VIAREGGIO. A Viareggio, a 20 anni di distanza dall’ultima volta, viene proclamato lo sciopero dei marittimi: lo annuncia Massimiliano Bindocci, responsabile versiliese della Cgil provinciale, aggiungendo che “la deregolamentazione e le pratiche diffuse rendono necessaria questa iniziativa”.

A Viareggio “si deve intervenire non per ingessare ma per permettere sviluppo, abbinata o ad una redistribuzione più equa delle risorse. Il sindacato non è presente in modo diffuso e radicato tra i marittimi, ma crediamo sia necessario invece anche qui portare diritti e legalità”.
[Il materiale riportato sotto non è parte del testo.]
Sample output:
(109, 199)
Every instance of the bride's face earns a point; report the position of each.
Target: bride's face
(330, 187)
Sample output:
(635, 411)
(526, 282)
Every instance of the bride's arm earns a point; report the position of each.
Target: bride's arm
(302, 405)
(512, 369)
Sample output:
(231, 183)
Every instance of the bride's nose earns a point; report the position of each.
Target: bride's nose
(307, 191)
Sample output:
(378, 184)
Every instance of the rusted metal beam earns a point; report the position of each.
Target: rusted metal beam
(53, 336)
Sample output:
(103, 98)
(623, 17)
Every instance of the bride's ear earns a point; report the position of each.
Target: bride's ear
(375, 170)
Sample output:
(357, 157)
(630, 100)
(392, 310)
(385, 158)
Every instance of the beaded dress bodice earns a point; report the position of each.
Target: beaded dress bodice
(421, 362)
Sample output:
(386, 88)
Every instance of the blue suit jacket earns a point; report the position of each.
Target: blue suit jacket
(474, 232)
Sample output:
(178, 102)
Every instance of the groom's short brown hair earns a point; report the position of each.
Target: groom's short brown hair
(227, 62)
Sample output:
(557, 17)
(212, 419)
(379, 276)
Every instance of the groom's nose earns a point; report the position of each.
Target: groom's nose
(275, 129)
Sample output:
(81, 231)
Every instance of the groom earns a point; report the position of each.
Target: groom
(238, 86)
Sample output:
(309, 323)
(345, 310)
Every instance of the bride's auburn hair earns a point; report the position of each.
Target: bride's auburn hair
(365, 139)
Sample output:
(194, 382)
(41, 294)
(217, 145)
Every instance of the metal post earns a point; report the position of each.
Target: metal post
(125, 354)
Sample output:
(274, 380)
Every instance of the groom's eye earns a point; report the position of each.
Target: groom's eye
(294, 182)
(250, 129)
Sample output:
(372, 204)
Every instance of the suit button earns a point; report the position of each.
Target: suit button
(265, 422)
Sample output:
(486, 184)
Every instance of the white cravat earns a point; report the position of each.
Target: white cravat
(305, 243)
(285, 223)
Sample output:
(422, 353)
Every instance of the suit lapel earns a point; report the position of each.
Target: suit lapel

“Dal 1994 nei porti non esiste di fatto conflitto con le parti sociali”: A ricordarlo è il segretario nazionale della Filt Cgil, Nino Cortorillo in merito alla proclamazione unitaria con Fit Cisl e Uiltrasporti dello sciopero nazionale di tutti i lavoratori dei porti del prossimo 6 marzo, spiegando che “oggi alla luce della bozza del ddl concorrenza del Ministero dello Sviluppo Economico e della annunciata riforma del Ministero della Infrastrutture e Trasporti sembra si voglia importare nel settore la precarietà, i modelli fallimentari dei cambi di appalto e la deregolamentazione dei rapporti di lavoro.

“La prospettiva che il porto divenga un Far West dove, a discapito della qualità e della sicurezza del lavoro, possano operare imprese senza competenza ed esperienza, ci vede come organizzazioni sindacali fermamente contrari ed è alla base delle ragioni dello sciopero, proclamato nei porti italiani dopo oltre vent’anni”.